Sequence analysis is a robust methodological approach that has gained popularity in various fields, including transportation research. It provides a comprehensive way to understand the dynamics and patterns of individual behaviors over time. In the context of the Metropolitan Region of Barcelona, applying sequence analysis to mobility surveys offers valuable insights into the sequencing of travel activities and modes, shedding light on the complex interrelationship between individuals and their travel choices and the built environment. Sequence analysis allows us to examine travel behaviors as dynamic processes and reveal the underlying structure and evolution of travel patterns over a day. Here, we describe a data analytics approach that enables the identification of common travel patterns and the exploration of variations across demographic groups or geographical regions. We propose a method for discovering similarities in travel behavior segments from diaries included in travel surveys in order to refine transport policies for selected segments.
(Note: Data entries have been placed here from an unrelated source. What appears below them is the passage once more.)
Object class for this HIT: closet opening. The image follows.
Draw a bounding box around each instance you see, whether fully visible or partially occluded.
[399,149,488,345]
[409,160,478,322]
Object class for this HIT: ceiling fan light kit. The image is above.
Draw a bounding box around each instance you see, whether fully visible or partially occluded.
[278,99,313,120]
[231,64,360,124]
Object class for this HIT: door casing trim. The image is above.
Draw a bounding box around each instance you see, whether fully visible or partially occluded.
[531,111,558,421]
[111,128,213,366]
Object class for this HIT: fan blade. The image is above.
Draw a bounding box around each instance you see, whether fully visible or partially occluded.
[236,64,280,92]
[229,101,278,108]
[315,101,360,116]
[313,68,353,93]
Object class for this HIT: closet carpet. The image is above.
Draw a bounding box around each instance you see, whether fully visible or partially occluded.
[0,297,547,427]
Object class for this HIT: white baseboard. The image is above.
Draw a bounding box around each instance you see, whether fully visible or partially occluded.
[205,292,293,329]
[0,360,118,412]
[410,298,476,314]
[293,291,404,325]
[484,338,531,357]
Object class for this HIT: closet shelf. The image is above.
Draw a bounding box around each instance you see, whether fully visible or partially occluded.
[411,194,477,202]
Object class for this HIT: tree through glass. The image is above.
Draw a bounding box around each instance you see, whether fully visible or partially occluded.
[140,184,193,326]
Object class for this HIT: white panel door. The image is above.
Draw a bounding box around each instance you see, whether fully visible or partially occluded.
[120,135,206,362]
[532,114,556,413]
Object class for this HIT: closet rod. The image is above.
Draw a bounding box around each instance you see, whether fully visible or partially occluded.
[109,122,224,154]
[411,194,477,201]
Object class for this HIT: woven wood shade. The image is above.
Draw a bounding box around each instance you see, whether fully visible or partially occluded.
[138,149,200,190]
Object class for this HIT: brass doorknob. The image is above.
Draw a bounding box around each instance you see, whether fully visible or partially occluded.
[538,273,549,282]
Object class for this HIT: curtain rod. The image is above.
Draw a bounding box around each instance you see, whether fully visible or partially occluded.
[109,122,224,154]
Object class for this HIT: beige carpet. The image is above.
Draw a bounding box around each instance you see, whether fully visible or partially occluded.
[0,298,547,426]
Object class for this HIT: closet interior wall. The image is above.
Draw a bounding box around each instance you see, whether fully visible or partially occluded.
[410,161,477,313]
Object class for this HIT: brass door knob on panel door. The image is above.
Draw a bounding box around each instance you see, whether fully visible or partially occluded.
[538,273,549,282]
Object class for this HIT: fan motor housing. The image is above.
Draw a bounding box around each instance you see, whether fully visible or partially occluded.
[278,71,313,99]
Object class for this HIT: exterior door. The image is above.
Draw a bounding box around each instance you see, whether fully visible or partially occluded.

Unfortunately, the data collected by the authorities in the analyzed travel surveys do not include family structure, which seems critical in explaining the segmentation of travel sequences.

Suggested Citation

  • Lídia Montero & Lucía Mejía-Dorantes & Jaume Barceló, 2023. "Applying Data Analytics to Analyze Activity Sequences for an Assessment of Fragmentation in Daily Travel Patterns: A Case Study of the Metropolitan Region of Barcelona," Sustainability, MDPI, vol. 15(19), pages 1-22, September.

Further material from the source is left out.